Ralf Webb (b. 1991) is a poet, writer and editor based in London. His debut collection of poems, Rotten Days in Late Summer was published by Penguin in 2021, and was shortlisted for the Felix Dennis Prize for Best First Collection. Webb’s poetry and critical writing has appeared in the likes of the London Review of Books, Fantastic Man, The Poetry Review, and the Guardian. Across 2020 - 21 he ran PoetryxClass, an Arts Council-funded reading group and seminar series. He has written on film for the Berwick Film & Media Arts Festival, Sheffield DocFest, and The White Review, where he worked as Managing Editor for four years. He currently manages a creative writing mentorship programme in collaboration with Folio and First Story, which supports school-age writers from low-income backgrounds.
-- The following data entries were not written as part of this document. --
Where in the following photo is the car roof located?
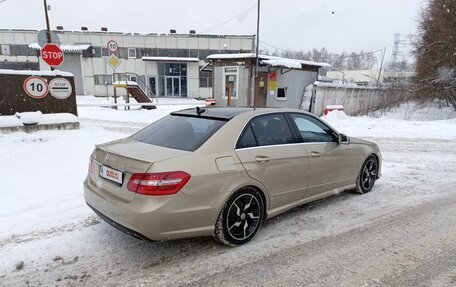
[171,107,255,120]
[171,107,315,121]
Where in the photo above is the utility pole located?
[253,0,260,107]
[377,47,386,86]
[44,0,52,44]
[44,0,54,71]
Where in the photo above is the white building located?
[0,27,255,98]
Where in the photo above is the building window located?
[223,67,238,99]
[157,62,187,97]
[199,70,212,88]
[1,45,10,56]
[128,48,136,59]
[117,48,128,59]
[101,47,109,57]
[94,75,112,86]
[277,88,287,100]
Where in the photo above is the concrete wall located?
[303,84,388,116]
[212,65,250,107]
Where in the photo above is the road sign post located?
[41,44,64,67]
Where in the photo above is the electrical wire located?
[153,3,257,46]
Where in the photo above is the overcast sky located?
[0,0,425,60]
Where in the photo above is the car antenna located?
[196,107,206,116]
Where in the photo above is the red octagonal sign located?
[41,44,64,67]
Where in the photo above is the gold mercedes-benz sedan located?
[84,108,382,246]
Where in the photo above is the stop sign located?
[41,44,64,67]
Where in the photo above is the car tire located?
[356,155,378,194]
[214,187,265,246]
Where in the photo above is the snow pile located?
[0,125,126,239]
[321,110,456,140]
[369,102,456,121]
[113,81,138,86]
[76,96,206,124]
[0,111,79,128]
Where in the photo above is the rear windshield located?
[131,115,226,151]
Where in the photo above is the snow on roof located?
[0,69,73,77]
[141,57,199,62]
[261,60,302,69]
[207,53,331,69]
[29,43,91,52]
[314,81,379,90]
[207,53,255,60]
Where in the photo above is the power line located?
[201,4,257,33]
[260,40,383,58]
[153,4,257,45]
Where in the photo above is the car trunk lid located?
[90,138,188,202]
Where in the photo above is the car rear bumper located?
[87,203,150,240]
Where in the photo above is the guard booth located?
[0,69,78,116]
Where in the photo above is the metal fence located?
[303,85,391,116]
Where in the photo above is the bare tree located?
[414,0,456,110]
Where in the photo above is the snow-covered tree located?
[414,0,456,110]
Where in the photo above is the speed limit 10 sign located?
[108,40,119,53]
[24,76,49,99]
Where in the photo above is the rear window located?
[131,115,226,151]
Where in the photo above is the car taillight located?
[88,154,93,173]
[127,171,191,195]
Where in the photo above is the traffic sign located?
[49,78,73,100]
[23,76,49,99]
[41,44,64,67]
[38,30,60,48]
[108,40,119,53]
[108,54,120,70]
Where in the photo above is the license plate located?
[100,165,123,184]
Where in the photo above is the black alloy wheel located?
[215,188,264,246]
[356,156,378,193]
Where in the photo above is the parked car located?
[84,108,382,246]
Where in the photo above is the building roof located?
[29,42,91,52]
[141,57,199,62]
[0,69,73,77]
[207,53,331,69]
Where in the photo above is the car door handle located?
[255,155,271,162]
[310,151,320,157]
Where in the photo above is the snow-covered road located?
[0,100,456,286]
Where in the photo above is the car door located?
[288,113,353,197]
[236,113,309,212]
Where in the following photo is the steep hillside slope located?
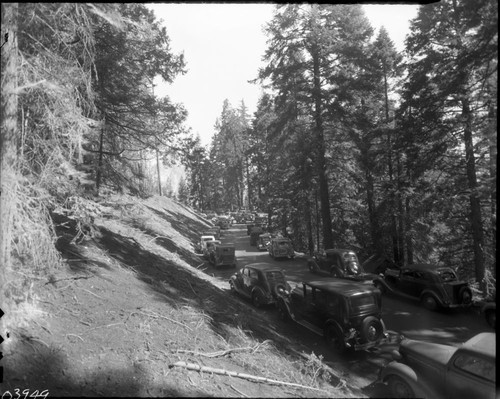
[2,196,362,397]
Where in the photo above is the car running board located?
[293,318,324,337]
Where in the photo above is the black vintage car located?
[307,249,377,283]
[250,226,264,247]
[374,263,472,310]
[229,263,290,308]
[277,279,389,353]
[379,333,498,399]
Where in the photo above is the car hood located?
[400,339,457,367]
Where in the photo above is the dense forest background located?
[0,0,498,318]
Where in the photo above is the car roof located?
[403,263,453,272]
[325,248,356,254]
[303,278,378,296]
[462,332,496,358]
[245,262,282,272]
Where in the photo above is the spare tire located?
[361,316,384,342]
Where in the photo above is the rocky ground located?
[1,196,372,398]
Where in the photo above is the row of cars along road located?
[193,219,496,398]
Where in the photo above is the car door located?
[446,352,496,399]
[239,267,250,296]
[396,269,418,296]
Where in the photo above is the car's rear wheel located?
[387,375,415,398]
[485,309,497,330]
[278,300,290,321]
[325,325,347,354]
[422,294,438,311]
[330,267,342,278]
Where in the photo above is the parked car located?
[481,302,497,329]
[277,279,389,353]
[267,238,295,259]
[247,223,262,236]
[216,216,229,230]
[196,235,215,254]
[257,233,272,250]
[361,254,399,274]
[473,295,497,330]
[250,227,264,247]
[203,240,222,260]
[374,264,472,310]
[208,244,236,268]
[229,263,290,308]
[201,226,220,240]
[307,249,377,283]
[379,333,496,399]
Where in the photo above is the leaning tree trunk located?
[462,98,486,290]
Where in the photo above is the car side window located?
[328,295,342,313]
[313,289,327,306]
[453,355,495,382]
[248,269,259,279]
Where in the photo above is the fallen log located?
[168,362,330,393]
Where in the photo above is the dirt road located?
[197,224,493,397]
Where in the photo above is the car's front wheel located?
[277,300,290,321]
[330,267,343,278]
[485,309,497,330]
[361,316,384,342]
[387,375,415,398]
[252,292,262,309]
[325,325,347,354]
[373,281,386,294]
[458,287,472,305]
[422,294,438,311]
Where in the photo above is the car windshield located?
[438,270,457,283]
[351,295,376,310]
[266,271,285,281]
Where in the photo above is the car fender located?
[330,266,345,278]
[250,287,269,299]
[379,360,441,399]
[229,274,248,295]
[420,288,446,307]
[373,276,394,292]
[324,319,345,334]
[276,295,295,320]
In 2022 he will be a writer in residence at the Jan Michalski Foundation in Switzerland. 

His first non-fiction book, STRANGE RELATIONS: MASCULINITY, SEXUALITY AND ART IN MID-CENTURY AMERICA, will be published by Sceptre in July 2024. 

Praise for STRANGE RELATIONS (2024):

'Textured literary portraits of the masculine mind and body. Webb has skilfully blended narratives of maleness, queer desire and gender norms with mid-century American cultural critiques. If you're a fan of Judith Butler, Hilton Als, Mark Doty, you will love Webb's Strange Relations.' Raymond Antrobus, author of All The Names Given

'A compassionate, imaginative, inquisitive book about men, how American authors like Carson McCullers, Tennessee Williams, and James Baldwin wrote about masculinity, and how they imagined relationships between men-and women. Webb's writing is of a quality rarely seen, and his book returns you to the world slightly changed, equipped with another angle of vision on the quiddity of man.' Diarmuid Hester, author of Nothing Ever Just Disappears

Non-Fiction

Publication DetailsNotes
2024

Sceptre

In October 1960, James Baldwin and John Cheever spoke on a panel together at San Francisco State College. The troubled state of American society was under discussion, which Baldwin incisively diagnosed as a 'failure of the masculine sensibility'.

Strange Relations explores this crisis in mid-century masculinity and the lives and works of four bisexual writers who fought to express and embody alternate possibilities. Building on Walt Whitman's philosophy of the love between men, Ralf Webb considers the ways in which Tennessee Williams and Carson McCullers, as well as Cheever and Baldwin, resisted in their art, as well as in their relationships, the damaging expectations of contemporary gender and sexuality.

With a curious, intelligent and sensitive gaze, Ralf Webb sheds new light on each writer. Together, these artists offer a powerful and moving argument for a transformative new masculinity, grounded in fluidity, love and intimacy.